L3 TD and Friends

These are my personal lecture notes for Georgia Tech's Reinforcement Learning course (CS 7642, Spring 2024) by Charles Isbell and Michael Littman. All images are taken from the course's lectures unless stated otherwise.

References and further readings

Littman, M. L. (1996). Algorithms for sequential decision-making. Brown University. (Chapter 2)
Sutton, R. S. (1988). Learning to predict by the methods of temporal differences. Machine learning, 3, 9-44.
Sutton, R. S., & Barto, A. G. (2018). Reinforcement learning: An introduction.
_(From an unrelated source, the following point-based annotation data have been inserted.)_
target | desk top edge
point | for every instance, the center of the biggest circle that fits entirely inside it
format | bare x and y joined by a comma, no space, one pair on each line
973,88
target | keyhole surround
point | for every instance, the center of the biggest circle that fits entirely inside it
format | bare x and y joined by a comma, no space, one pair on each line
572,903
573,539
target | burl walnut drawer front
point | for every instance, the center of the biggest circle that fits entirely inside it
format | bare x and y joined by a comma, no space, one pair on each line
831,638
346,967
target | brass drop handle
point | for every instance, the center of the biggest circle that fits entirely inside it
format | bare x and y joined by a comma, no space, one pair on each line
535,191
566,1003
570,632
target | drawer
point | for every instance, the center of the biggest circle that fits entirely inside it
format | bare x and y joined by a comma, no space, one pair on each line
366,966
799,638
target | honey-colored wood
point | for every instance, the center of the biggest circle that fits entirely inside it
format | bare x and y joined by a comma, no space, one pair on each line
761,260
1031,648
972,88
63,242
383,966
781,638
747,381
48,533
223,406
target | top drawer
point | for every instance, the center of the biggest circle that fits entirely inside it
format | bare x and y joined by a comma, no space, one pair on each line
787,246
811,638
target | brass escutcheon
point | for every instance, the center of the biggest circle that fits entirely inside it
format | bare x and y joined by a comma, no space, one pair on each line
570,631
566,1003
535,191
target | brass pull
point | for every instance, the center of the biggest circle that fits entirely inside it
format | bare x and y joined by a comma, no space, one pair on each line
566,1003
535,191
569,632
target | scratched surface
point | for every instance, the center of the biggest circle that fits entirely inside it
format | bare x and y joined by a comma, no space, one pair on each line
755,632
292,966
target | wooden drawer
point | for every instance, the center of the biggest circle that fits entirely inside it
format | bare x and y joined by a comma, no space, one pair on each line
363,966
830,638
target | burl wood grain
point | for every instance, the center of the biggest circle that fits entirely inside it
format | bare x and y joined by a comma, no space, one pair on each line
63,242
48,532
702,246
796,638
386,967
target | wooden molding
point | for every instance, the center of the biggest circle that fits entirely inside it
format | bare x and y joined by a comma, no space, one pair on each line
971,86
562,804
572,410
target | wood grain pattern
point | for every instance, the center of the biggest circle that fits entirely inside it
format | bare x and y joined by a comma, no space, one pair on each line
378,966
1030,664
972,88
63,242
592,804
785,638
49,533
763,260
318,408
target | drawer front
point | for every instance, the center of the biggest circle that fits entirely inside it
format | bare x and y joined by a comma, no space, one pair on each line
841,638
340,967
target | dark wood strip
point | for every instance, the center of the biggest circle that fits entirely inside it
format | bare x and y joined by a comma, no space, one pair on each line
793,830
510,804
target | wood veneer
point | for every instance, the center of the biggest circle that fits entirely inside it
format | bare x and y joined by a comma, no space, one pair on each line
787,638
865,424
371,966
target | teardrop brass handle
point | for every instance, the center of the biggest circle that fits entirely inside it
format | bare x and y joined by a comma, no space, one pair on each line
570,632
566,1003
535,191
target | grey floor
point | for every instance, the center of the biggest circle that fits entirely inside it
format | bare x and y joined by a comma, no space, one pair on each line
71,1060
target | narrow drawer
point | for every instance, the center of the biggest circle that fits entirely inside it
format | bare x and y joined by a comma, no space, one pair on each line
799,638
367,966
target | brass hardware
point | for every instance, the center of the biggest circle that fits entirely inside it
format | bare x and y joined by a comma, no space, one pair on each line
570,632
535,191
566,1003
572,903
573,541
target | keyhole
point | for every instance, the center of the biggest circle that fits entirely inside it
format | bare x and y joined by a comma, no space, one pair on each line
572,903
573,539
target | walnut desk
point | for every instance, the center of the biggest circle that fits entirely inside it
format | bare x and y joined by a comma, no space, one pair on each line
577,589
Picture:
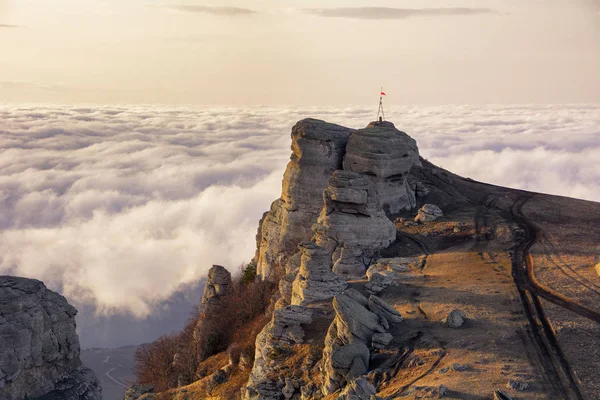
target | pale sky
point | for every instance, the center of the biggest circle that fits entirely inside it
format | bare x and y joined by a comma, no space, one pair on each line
299,52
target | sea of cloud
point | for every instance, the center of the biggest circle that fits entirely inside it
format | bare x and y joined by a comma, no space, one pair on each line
118,207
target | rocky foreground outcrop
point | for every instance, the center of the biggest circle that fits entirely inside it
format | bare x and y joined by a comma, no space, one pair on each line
39,348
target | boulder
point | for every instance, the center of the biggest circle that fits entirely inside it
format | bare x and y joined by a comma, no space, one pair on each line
384,311
381,340
428,213
318,149
218,284
352,232
39,347
385,156
315,280
355,322
285,329
134,392
346,354
358,389
455,319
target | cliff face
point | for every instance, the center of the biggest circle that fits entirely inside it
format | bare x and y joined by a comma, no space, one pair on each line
365,173
39,348
318,149
339,190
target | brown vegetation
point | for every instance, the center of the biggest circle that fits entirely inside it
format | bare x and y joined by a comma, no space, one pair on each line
225,333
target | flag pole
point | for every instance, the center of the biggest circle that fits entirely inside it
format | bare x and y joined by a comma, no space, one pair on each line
380,109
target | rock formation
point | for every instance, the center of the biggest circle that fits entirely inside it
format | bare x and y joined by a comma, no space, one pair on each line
359,325
352,225
218,285
345,181
358,389
385,155
315,280
386,271
284,329
428,213
39,348
318,149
MIT press.

Chapters: 4.1-4.8, 5.1-5.4, 5.10, 6.1-6.7, 6.9, 8.1-8.5, 8.12-8.13

RL context

An RL algorithm takes sequences of $<s,a,r>^$ ( indicates sequence) as inputs and learns a policy $\pi$:

$<s,a,r>^* \rightarrow$ RL algorithm $\rightarrow \pi$

Three main families of RL algorithms:

Model-based: learn a model of the transitions and rewards (T and R), then solve the MDP to get the optimal value function Q* ($\pi^$ can be derived from Q by taking argmax):

$<s,a,r>^* \rightarrow$ Model learner $\leftrightarrows T, R \rightarrow$ MDP solver $\rightarrow Q^* \rightarrow$ argmax $\rightarrow \pi$

Note: $\leftrightarrows$ means the model learner also takes the current estimate of T and R to improve the model.
Model-free (value-function-based): learn Q directly from $<s,a,r>$:

$<s,a,r>^* \rightarrow$ Value update $\leftrightarrows Q^* \rightarrow$ argmax $\rightarrow \pi$
Model-free (policy-based): learn $\pi$ directly from $<s,a,r>$:

$<s,a,r>^* \rightarrow$ Policy update $\leftrightarrows \pi$

From type 1 to 3, the learning becomes more direct and less supervised.
Different problems may be better suited for different types.
The 2nd type above (value-function-based) strikes a nice balance between computational and learning simplicity.

TD Lambda

TD (Temporal Difference): Learning to predict over time.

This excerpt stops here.